April Patch Tuesday: Stop Active Exploits

By bmhumeNews, Patch Management, Patch TuesdayNo Comments

April Patch Tuesday: Stop Active Exploits

Microsoft's security release for April covers 74 vulnerabilities in a wide range of products, including two actively exploited zero-days.

Microsoft have released 74 patches today covering IE, Edge, Exchange, Windows and Office. There are 13 rated Critical and 61 are Important. In this release there are no Moderate or Low in severity but this is up over last month’s release of 64 updates, this release will keep you busy.

Prioritize Active Exploits

Two of the updates CVE-2019-0803 and CVE-2019-0859 are “Being Exploited” meaning you should prioritise them now.
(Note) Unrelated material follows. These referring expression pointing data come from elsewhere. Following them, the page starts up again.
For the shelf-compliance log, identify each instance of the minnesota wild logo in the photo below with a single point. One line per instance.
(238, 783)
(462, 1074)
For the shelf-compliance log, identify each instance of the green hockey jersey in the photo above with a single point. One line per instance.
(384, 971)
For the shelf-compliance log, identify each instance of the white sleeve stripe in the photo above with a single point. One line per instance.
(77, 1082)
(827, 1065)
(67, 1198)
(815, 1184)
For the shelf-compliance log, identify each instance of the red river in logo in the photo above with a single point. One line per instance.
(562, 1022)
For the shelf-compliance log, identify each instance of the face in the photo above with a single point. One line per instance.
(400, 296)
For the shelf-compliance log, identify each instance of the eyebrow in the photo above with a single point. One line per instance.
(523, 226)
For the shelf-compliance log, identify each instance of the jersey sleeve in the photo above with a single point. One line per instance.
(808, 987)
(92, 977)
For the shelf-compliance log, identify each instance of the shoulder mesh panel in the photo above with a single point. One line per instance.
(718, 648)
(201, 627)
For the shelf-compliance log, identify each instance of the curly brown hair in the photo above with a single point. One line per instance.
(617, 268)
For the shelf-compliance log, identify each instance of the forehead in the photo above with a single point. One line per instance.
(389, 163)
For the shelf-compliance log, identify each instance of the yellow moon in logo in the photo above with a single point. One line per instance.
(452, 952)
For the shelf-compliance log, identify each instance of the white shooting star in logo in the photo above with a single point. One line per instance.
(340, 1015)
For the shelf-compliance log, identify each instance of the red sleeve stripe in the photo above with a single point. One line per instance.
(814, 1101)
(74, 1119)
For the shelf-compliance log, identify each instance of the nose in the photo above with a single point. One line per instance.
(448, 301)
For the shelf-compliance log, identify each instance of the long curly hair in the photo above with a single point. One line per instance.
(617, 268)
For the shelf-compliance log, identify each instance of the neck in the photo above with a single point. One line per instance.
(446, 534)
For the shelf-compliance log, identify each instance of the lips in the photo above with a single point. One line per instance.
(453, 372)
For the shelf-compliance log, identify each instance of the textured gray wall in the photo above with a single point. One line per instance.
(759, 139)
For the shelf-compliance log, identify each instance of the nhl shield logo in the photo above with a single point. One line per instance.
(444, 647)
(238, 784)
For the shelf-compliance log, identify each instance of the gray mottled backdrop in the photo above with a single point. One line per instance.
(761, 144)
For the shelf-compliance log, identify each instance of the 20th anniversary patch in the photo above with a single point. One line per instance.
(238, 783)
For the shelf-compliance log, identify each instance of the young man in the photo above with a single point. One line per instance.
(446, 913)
Robert Brown, Director of Services for Verismic said, “You should treat these updates with the highest importance because a similar vulnerability this year in Win32k elevation caused some significant global intrusions via malware infections.”

Adobe Updates

Adobe have released 8 updates today, for Reader, Flash, Shockwave, InDesign and Dreamweaver and a few others. The update for Flash is Critical meaning IT Admins should install these updates within the next 30 days.

Some Features Updates are Now Retired

Act now to keep your environment future proofed as updates will automatically uninstall.

Today the Windows 10 feature update version 1709 (and previous) is retired on Home, Pro and Pro for Workstations editions. If you try to deploy any security updates / patches to Windows 10 which are no longer supported, those updates will uninstall the next time the PC restarts. Ask your account manager how Syxsense can help you deploy your Windows 10 Feature Updates.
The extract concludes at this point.